Listening to someone speak of the horror elements of this picture does not seem all that disturbing upon transmission, however, the way in which this film deals with many of the visual and psychological elements is quite effective. Think of what it would be if you, as a young boy, looking out your window at night and saw something bizarre and completely out of the ordinary taking place just in front of you house. It's a scary thought, even for adults. This is the same idea which is used here: placing a character in the safest place possible (there bedroom in their mother and father's care) and make it unsafe.

As the movie progresses adults begin to end up missing, beginning with the boys loving father. When he returns, all of the kindness has been methodically drained from his demeanor. He is a different man, almost unrecognizable by his wife and son. He is cruel and belligerent, swatting his little boy to the ground when frustrated with him. Of course, he has been taken over by the aliens, or "Mutants" (Mew-tants) as they are called in the picture. The same fate is reserved for two police officers along with their chief, an army general as well as a little girl who dies of a brain hemorrhage which is brought on by the metallic chips which they insert at the base of the skull in order to control their unwitting human puppets. Everyone whose mind is taken captive is exactly the same: cold and calculating.
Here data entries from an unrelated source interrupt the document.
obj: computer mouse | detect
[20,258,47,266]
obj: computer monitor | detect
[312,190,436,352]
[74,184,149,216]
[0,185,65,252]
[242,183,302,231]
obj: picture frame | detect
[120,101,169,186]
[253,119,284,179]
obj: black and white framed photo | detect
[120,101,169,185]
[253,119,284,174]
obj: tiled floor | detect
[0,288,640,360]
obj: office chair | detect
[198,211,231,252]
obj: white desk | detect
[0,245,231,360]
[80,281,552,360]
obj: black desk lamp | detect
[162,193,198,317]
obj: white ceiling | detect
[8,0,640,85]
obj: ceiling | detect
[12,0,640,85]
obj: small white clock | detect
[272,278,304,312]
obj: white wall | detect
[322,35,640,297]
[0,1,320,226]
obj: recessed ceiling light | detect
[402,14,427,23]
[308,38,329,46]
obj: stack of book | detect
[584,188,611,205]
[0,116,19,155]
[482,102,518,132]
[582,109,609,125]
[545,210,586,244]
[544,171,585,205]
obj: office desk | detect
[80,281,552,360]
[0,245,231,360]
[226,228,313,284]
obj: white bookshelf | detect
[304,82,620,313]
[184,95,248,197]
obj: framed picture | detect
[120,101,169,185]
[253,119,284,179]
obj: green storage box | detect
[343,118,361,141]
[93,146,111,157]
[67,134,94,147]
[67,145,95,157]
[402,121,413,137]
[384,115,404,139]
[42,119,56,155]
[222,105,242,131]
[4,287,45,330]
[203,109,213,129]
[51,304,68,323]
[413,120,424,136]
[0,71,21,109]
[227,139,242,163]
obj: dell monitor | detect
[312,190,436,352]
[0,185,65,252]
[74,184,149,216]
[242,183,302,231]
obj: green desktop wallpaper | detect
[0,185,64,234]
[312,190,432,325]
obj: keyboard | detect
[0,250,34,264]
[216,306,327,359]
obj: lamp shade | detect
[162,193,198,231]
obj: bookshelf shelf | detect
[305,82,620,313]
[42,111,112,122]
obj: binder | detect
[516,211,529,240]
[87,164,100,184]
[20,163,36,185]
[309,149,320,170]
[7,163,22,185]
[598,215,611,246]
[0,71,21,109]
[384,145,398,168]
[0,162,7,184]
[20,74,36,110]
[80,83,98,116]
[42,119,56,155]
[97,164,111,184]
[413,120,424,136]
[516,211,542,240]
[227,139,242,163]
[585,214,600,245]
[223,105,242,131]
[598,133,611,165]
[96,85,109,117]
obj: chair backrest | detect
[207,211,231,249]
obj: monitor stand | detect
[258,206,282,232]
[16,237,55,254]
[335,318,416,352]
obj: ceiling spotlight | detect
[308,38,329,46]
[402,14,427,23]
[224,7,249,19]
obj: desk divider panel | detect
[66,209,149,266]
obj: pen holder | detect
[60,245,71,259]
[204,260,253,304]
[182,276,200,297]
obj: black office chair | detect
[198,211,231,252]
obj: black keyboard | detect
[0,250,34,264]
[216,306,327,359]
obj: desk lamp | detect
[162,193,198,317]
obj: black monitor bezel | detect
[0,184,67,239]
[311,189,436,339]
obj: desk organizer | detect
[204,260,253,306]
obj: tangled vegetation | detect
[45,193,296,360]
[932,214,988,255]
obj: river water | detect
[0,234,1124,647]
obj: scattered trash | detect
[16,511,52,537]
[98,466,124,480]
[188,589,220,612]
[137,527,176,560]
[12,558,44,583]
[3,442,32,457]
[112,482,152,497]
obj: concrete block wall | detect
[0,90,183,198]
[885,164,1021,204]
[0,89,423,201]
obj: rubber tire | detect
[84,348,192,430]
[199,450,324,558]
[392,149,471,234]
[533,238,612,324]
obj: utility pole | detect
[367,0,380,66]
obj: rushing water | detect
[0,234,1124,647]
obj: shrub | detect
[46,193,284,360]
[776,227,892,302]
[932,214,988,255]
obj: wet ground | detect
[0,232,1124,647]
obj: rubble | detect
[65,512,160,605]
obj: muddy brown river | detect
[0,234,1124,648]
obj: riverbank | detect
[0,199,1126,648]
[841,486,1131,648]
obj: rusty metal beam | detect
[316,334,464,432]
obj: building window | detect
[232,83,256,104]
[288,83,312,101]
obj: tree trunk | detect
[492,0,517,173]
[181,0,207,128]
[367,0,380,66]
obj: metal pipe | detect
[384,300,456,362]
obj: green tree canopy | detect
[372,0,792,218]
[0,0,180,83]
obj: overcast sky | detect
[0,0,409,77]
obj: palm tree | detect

This notion of your loving parents coming home one day and being someone completely different and altogether untrustworthy is a fear that many children have and which too many children deal with every day. As I watched the film, it seemed to be less and less about communists and how they want to take over our happy lives, and more about the effects of debilitating substances upon the people we love. The boys father, when he reappeared after having been missing for a few hours, could have easily come from a bar where he had one or two too many. The same thought process seemed to be in the works here and this is where the film is truly disturbing.

Forget about the "Mutants" and their green valor suits or the entire last third of the picture when the army gets involved. This film is most powerful when it sticks to the domestic angle and the destruction of a home by a power -- or substance -- which is beyond the ability of a child to affect.
½ October 21, 2010
One of those 'good bad' films on the early 50's, in the sci fi craze that hit hollywood due to UFO Sightings around the US at the time.

This film isn't of the highest quality, but it is enjoyable none the less, the cheesy dialogue, very unnatural acting just adds to the overall flavour of the film. The aliens are atrocious but there so bad it's funny, the plot is folly but just go with it.

It is worth a watch, especially if it's 2am and it's on ABC, a mighnight movie nothing else.